This group delivered practical insights — particularly enterprise scepticism versus real impact in AI adoption.
Santos was candid about separating hype from value: "I'm one of the most sceptical persons about AI. I think we are still going through some hype… You have to focus on what will really deliver.”
He stressed that transformation is rooted in fundamentals, not shortcuts: "We are already looking at it and asking: how in the hell are we going to tackle this?"
Customers, channels and journeys
Representing the Portuguese luxury porcelain and crystal manufacturer, Silva emphasised the need for integrated thinking across marketing, commerce and operations, noting that consumers now expect brands to recognise them consistently "across channels, across journeys".
From AWS, Pereira provided a cloud-infrastructure lens on what will actually move conversion and productivity in the next phase of B2C commerce: "We see three pillars: productivity for employees, search becoming chat, and the real-time customer profile."
VTEX's Campos reinforced that AI must sit on strong foundations: "You can't deliver advanced personalisation without solid master data, clean catalogues and reliable stock visibility.”

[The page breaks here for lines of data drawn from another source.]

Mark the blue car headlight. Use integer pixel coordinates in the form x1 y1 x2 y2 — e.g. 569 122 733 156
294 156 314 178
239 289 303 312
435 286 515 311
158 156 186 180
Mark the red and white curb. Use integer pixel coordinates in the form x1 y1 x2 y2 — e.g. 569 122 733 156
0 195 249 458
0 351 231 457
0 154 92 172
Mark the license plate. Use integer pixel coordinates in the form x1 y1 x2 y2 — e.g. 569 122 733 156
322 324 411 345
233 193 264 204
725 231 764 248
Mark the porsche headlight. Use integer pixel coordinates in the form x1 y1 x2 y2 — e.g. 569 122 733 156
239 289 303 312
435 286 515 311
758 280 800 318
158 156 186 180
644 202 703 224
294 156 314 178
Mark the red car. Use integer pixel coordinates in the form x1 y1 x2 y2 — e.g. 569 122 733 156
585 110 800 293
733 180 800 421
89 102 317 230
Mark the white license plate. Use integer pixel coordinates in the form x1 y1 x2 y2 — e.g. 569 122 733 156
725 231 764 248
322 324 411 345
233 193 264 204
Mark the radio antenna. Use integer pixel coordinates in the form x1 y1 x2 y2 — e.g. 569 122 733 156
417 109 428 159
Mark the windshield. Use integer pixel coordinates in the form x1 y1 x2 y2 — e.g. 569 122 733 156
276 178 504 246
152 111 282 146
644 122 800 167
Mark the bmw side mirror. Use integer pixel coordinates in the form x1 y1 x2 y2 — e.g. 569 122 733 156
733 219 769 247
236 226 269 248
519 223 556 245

A strategic shift: VTEX and the MACH Alliance
The event also took place against the backdrop of a major strategic shift earlier this year: VTEX’s decision to withdraw from the MACH Alliance, a nonprofit tech group advocating for composable systems based on a microservices, API-first cloud-native, and headless (MACH) approach.

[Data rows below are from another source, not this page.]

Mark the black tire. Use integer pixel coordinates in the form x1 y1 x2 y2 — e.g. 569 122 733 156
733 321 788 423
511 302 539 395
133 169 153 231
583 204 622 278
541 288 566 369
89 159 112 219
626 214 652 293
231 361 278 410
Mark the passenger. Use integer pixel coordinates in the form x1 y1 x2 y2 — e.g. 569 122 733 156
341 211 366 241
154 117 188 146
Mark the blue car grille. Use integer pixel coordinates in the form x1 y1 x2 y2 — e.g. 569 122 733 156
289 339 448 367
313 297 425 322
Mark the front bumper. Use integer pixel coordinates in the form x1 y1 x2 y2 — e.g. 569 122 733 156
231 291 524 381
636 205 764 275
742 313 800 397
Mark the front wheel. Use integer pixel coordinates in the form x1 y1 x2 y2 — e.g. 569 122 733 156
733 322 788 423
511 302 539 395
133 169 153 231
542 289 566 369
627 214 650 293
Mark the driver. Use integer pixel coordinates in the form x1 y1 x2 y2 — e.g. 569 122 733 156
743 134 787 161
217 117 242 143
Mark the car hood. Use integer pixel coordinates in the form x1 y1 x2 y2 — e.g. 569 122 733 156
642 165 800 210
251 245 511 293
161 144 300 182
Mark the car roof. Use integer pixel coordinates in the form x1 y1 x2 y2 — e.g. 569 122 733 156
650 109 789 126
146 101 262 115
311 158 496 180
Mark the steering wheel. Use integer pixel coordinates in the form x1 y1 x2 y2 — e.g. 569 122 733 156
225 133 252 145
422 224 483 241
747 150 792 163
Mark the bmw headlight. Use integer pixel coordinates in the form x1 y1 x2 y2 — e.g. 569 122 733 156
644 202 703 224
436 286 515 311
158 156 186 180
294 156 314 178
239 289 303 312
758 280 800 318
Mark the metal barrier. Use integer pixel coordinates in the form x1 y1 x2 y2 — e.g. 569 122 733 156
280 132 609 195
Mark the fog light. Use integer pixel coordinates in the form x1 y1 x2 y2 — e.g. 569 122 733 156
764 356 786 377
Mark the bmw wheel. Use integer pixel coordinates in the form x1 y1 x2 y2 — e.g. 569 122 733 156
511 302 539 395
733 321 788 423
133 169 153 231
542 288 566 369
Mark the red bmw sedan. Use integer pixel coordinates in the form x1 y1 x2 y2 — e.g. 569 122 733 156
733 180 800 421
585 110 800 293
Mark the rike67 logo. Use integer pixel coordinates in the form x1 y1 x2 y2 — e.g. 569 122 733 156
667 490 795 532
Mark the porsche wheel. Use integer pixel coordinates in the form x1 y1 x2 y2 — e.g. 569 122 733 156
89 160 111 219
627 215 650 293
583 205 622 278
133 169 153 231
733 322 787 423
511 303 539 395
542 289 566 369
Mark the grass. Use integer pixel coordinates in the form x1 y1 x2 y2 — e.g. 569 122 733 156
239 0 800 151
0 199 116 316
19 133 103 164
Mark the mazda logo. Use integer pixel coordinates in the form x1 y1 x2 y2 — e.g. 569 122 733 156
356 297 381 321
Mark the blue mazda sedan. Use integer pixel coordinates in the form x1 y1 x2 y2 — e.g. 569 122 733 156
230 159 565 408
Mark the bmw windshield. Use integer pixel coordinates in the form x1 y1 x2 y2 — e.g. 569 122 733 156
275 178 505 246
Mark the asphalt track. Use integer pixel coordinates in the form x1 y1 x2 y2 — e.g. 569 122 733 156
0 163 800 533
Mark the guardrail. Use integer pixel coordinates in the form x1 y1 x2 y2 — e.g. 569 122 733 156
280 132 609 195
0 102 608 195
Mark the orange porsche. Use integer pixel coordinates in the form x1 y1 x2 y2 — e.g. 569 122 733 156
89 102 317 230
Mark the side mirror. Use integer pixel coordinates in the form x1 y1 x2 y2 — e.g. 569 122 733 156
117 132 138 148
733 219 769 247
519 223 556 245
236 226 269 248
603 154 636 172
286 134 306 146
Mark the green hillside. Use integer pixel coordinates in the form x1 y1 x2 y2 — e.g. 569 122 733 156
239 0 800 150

The company publicly suspended its support, arguing that the alliance’s focus on “extreme freedom” in composable commerce was not delivering the business results retailers expected.

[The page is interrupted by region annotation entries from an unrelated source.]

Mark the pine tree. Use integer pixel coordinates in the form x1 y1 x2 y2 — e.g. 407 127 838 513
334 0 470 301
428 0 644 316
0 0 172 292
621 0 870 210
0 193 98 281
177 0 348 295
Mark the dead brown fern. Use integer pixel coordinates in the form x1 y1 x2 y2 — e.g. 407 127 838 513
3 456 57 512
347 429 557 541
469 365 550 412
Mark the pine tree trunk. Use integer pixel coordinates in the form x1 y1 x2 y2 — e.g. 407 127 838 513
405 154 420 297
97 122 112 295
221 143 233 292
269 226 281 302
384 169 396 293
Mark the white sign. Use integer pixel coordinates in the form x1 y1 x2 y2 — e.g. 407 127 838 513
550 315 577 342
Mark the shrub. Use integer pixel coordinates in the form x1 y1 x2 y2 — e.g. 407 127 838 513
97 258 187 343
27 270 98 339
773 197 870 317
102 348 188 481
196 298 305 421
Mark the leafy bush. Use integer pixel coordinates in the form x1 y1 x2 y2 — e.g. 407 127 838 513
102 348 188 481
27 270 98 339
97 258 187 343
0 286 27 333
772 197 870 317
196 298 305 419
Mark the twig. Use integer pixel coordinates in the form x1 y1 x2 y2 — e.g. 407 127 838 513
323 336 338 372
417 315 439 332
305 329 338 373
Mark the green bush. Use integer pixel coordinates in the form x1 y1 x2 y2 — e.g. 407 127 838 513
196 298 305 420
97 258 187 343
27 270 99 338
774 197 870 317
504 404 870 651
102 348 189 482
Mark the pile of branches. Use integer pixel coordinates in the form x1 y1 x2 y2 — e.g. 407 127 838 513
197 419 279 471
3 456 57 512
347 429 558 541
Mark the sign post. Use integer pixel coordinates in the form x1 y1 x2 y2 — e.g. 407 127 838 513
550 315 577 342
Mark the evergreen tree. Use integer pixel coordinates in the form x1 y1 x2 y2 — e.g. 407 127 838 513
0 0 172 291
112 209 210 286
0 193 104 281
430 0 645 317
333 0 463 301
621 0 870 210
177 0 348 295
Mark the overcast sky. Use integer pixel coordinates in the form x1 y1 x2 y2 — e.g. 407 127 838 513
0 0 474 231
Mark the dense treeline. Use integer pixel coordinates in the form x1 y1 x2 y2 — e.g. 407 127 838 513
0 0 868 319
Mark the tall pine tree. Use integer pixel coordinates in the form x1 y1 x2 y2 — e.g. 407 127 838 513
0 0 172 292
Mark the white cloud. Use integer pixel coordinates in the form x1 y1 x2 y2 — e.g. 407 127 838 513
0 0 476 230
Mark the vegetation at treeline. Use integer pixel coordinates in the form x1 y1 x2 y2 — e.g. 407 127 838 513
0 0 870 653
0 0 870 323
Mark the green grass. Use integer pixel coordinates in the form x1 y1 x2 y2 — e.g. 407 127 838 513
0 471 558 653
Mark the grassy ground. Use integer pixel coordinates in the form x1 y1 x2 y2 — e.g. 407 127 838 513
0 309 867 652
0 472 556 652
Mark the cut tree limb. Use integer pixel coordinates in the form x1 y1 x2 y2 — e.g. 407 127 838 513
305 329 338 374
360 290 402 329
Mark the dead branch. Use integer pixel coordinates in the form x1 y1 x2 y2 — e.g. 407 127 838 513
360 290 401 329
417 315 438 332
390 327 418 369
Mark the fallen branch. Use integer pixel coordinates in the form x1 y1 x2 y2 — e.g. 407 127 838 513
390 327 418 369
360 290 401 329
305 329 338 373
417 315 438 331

During the event, VTEX’s Daniel Viana and Chief Revenue Officer, Santiago Naranjo, both emphasised that the move reflects real customer feedback rather than a philosophical shift.
Naranjo stressed the importance of helping retailers move quickly and predictably. He highlighted VTEX’s recent win with Manchester City Footbal Club, and told Retail Technology magazine: “Customers want flexibility, but they also want clarity — and they want to be live, not stuck in endless decision cycles.”
Viana agreed, noting that “pragmatic composability” is where performance gains emerge: “Composable is powerful, but only when it’s applied with discipline. We’re focused on what drives performance, not dogma.”
Their perspectives mirror a wider industry conversation: composability remains valuable, whether seen as a rigid rulebook or a set of principles to be applied strategically. But it also highlights how people and processes impact success beyond the technology itself.